Figure 4. MCC950 inhibited activation of NLRP3 inflammasome in NZM2328 mice and reduced IL-1β production

Following 6 weeks’ treatment of MCC950, mouse kidneys were collected for the following analysis. A–C, the kidneys were subjected to Western blot (representative bands shown) for expression of caspase 1 and its active form caspase-1 p20. D, levels of IL-1β in kidney extract determined by ELISA. E, anti-synaptopodin Ab (red) and FAM-FLICA Caspase-1 assay kit were used to detect caspase-1 expression (green) in glomerular podocytes, cell nuclei were marked by DAPI (blue). Original magnification ×400. After 2 weeks’ treatment, flow cytometry analysis was used to assess the active caspase-1 levels in podocytes (F) and endothelial cells (G). Results are mean ± SD. *P<0.05, **P<0.01, n=8 per group.

Figure 5. MCC950 treatment reduced renal lesions and proteinuria in NZM2328 mice

A, Severity of proteinuria (recorded weekly).
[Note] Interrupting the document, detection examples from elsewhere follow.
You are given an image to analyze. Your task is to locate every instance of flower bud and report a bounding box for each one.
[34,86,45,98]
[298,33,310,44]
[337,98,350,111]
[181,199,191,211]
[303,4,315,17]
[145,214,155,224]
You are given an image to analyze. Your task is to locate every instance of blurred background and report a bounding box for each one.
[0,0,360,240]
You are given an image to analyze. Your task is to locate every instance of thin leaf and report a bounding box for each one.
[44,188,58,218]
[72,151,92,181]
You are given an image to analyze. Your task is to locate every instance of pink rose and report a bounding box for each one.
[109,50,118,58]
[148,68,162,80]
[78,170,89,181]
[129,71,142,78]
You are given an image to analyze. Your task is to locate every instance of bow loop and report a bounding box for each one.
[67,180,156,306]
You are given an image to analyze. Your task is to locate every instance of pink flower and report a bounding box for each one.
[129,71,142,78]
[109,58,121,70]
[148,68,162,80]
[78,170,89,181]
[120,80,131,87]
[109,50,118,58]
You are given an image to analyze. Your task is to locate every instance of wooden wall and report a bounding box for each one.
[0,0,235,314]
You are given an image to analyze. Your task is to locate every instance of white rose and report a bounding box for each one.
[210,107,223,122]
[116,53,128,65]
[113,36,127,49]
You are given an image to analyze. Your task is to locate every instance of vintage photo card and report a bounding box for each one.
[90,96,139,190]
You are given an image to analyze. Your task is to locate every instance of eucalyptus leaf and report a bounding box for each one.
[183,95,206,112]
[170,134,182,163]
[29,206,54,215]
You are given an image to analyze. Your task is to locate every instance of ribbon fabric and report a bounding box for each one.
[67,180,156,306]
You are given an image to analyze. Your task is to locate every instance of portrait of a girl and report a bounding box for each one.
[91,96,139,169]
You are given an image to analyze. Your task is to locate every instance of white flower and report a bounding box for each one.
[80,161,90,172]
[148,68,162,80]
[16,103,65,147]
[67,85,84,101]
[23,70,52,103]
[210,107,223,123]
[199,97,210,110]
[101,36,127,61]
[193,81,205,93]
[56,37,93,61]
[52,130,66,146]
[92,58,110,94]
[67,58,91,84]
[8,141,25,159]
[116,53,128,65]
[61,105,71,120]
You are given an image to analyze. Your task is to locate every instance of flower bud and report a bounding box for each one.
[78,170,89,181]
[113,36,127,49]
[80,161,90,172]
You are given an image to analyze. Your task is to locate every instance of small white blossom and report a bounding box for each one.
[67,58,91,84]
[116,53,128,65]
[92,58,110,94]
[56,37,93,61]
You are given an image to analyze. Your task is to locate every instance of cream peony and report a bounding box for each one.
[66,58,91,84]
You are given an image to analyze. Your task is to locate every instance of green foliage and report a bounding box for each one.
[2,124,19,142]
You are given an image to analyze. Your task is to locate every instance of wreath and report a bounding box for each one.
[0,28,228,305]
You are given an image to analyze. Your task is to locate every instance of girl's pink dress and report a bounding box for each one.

B, Transmission electron microscopy was used to assess podocytes foot process. Original magnification ×5800 (left) and ×26500 (right). C, Renal sections were stained with PAS to assess features of glomerulonephritis. Original magnification ×400. D, Histopathological scores were recorded. *P<0.05, **P<0.01, n=8 per group.
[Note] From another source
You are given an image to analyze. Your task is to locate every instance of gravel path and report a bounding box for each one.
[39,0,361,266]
Figure 6. Serum from diseased NZM2328 mice activate NLRP3 inflammasome in podocytes

The NZM2328 podocyte cell line was stimulated with a control serum or a serum from diseased NZM2328 mice or serum from diseased NZM2328 mice depleted of IgG, with or without MCC950 or Mito TEMPO for 24 hours. A, Representative Western blot (left) and relative expression levels (right) in each group showed the expression of caspase-1 p20, normalized to the values of caspase-1. B, Levels of IL-1β in supernatant following different stimulation. Flow cytometry analysis was used to assess active caspase-1 levels (C), production of ROS (D) and mitochondrial membrane potential (E). F, Expression of P2X7R detected by Western blot. G, Caspase-1 p20 expression analysis followed stimulation with diseased serum or diseased serum depleted of IgG. Results were mean ± SD. *p<0.05, **p<0.01, NS = no significance.